Dans un ordre de dureté décroissant, Albert répertorie quatre sortes de pierres ou de roches :

La dureté est liée à la sécheresse, que la cause efficiente de celle-ci soit, comme nous l'avons vu, la chaleur (roches dures) ou le froid (pierres précieuses). Interviennent néanmoins aussi à ce sujet, à titre de cause matérielle, la nature et la qualité du mélange qui facilitent plus ou moins le départ de l'eau. Les marbres proviennent incontestablement de mélanges parfaits et bien cuits, alors que dans les tufs une humidité, trop grande et mal répartie, empêche une bonne cuisson et provoque leur effritement en cendres terreuses.

A propos des pierres précieuses, Albert note que le diamant est le plus dur d'entre elles mais, très curieusement, précise qu'il ne peut pas cependant rayer un acier très dur. Il faut en conclure que le vrai diamant n'était pas parfaitement identifié à l'époque, et que le mot adamas servait sans doute à désigner divers minéraux transparents, brillants et durs, en particulier le corindon et surtout le zircon, moins dur mais plus brillant que le corindon.

4. Fissilité.

Nous utilisons ce terme pour traduire dolabilitas. En effet, si le verbe doler existe encore en français pour amincir l'épaisseur d'un cuir, si la doloire est l'outil servant à cette opération, le terme dolabilité n'existe pas, et il nous a paru que ce chapitre concernait la faculté de se fendre que possèdent certaines pierres, et la distinction entre celles qui sont fissiles et celles qui ne le sont pas. Les pierres trop dures se cassent et ne se fendent pas.

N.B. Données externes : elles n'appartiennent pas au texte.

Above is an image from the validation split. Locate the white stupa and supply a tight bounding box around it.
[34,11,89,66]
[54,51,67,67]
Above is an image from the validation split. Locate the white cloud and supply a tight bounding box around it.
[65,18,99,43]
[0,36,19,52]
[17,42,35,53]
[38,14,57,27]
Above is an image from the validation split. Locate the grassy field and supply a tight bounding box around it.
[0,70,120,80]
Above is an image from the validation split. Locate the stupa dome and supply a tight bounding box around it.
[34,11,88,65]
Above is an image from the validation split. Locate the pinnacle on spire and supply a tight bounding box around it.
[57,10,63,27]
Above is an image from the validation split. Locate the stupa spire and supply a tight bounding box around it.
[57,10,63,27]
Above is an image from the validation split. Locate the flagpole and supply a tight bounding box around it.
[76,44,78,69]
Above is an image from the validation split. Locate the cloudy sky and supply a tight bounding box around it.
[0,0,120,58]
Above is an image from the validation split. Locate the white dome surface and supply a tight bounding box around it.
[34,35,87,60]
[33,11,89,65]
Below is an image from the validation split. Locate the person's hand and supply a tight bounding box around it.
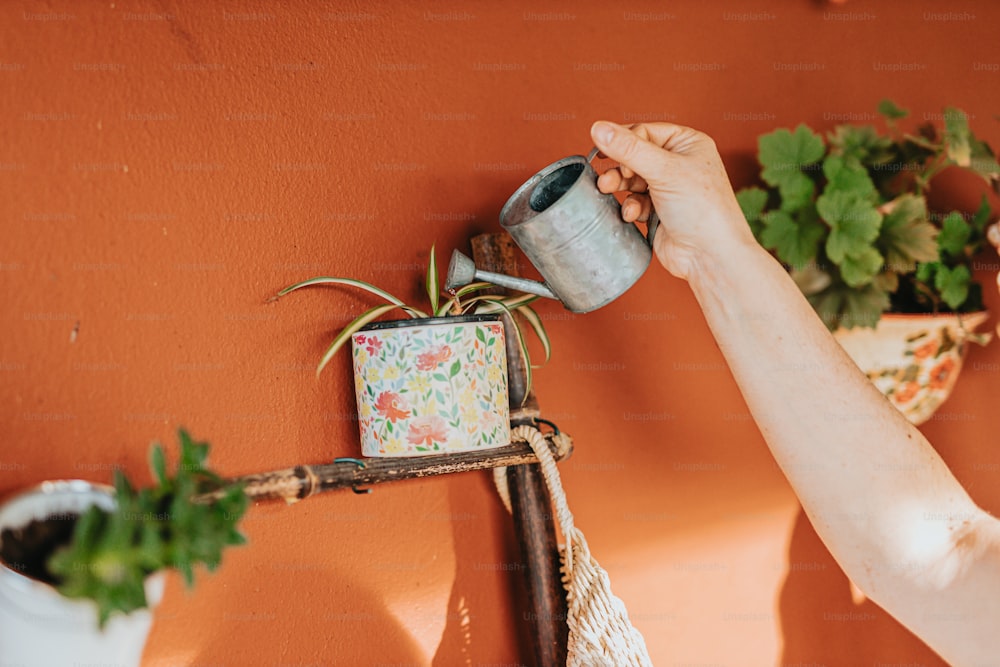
[590,121,756,279]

Si une pierre donne une cassure très irrégulière, c'est que ses pores ne sont pas alignés. Albert prend l'exemple du bois qui se fend plus ou moins bien du fait de la position des noeuds, dus à des variations de circulation de la sève : dans le cas des pierres, il s'agit de variations dans la qualité du mélange. La compression et la cuisson tendent à resserrer et à tordre les pores. C'est pourquoi les pierres les plus dures et les plus sèches sont cassantes et non fissiles, tandis que celles qui n'ont pas subi de traitement excessif se fendent avec une cassure plane. En revanche, pour les pierres qui ne se fendent pas et dont la cassure est très irrégulière les tailleurs de pierres sont contraints de chercher, par une multitude d'opérations, à obtenir des surfaces pleines d'aspérités mais paraissant grossièrement planes en moyenne.

5. Porosité et compacité.

La porosité est due à un mauvais mélange de l'humidité. Ce phénomène est semblable à celui qui provoque la formation de trous dans une terre cuite dont la pâte a été mal malaxée avant la cuisson. Au contraire, un bon brassage produit une pierre compacte. La compacité est encore plus parfaite si l'humidité a été introduite sous forme de vapeur, car tout ce qui est aéré est naturellement plus fin.

6. Densité.

La densité n'est pas définie sous la forme mathématique d'un rapport de la masse au volume, mais sa notion semble acquise de façon implicite. Albert rappelle avoir expliqué ailleurs que, plongée dans l'eau, une pierre de faible poids tombe au fond, alors qu'un grand tronc de bois très lourd flotte à la surface. Il rappelle également l'exemple de la pierre ponce qui flotte sur l'eau tandis qu'une fois broyée sa poussière tombe au fond.

7. Pouvoirs spéciaux.

Les pouvoirs particuliers, propres à chaque espèce ou variété de pierres précieuses, sont aussi des propriétés accidentelles, obligatoires et spécifiques, qui distinguent ces espèces ou variétés les unes des autres. Leur diversité est telle qu'Albert consacre tout son livre II à la description des pierres précieuses et de leurs pouvoirs particuliers qu'il justifie et détaille avec beaucoup de soins. Il y a en effet des pierres, comme la magnétite, qui attirent le fer, d'autres qui, tel l'ambre, frottées au préalable, attirent les brins de paille, mais il en est d'autres également qui guérissent les abcès, neutralisent le poison, font tomber de son lit la femme adultère, ou détectent la virginité des filles. Cet aspect de la minéralogie constitue donc un vaste sujet, qui pourrait justifier à lui seul un nouvel exposé que nous serions heureux de faire un jour si l'occasion nous en était offerte.